Her gun was already out but I knocked it aside before it played a tune. Why hadn't she killed me from further away? Why didn't they use a sniper's rifle? Why hadn't they killed me as I slept two nights ago?

I asked her these questions in a rush as I pinned her down. Our struggle made a fingerprint of itself in the sand up near the charred truck, the frazzled corpses and the shattered house. From another world I could hear Cody beside himself in struggle with the shut door.

"Vas faire foutre a la cache," she replied and brought her leg around and plunged a knife into my side with her shoe. With great sadness I put a knife in her throat and we lay embraced a moment in a cruel approximation of love. She tried to spit at me, but she aspirated blood instead. I wondered if I would serve her too, sometime, somewhere. Her pale face caught none of the old moon's rise. I untangled myself slowly and could hear Cody throwing himself at the door again and again and barking and whining furiously all the while.

I went in the house to let him out. He barked furiously at me and then began to lick my bloody hands.

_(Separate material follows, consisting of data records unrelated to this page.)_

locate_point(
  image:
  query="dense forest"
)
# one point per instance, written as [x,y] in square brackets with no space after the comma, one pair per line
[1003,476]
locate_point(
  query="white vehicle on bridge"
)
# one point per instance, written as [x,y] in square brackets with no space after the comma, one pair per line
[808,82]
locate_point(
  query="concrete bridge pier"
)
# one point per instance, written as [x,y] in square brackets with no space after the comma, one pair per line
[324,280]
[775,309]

I knew it was his way of apologizing, but he had nothing to apologize for. Memories, jumbled and cut up raced across my brain as I looked down at Cody and then went quickly to wash my hands clean. Silence fell around us, but I could no longer trust it. Not yet.

We would spend the night somewhere else but already I knew I could never give up this house on the ocean where the night sky traces eternity across small points of light while the waves trace the earth and make calm chorus for our bleeding opera.

"Her name was Jill," I said against the silence then, as I stepped out and came face to face with my job.

Today I killed men, Cpl., and one hell of a woman. Cody looked down at her then, silent, panting slightly. We had much work to do before the moon was down.

I hope you are well. Certainly you are missed now my friend. I pray that I don't dream tonight. Cody already sleeps: an exhausted pile slumped up against a locked door. I wonder how pleased Ottawa will be with the report I have sent them?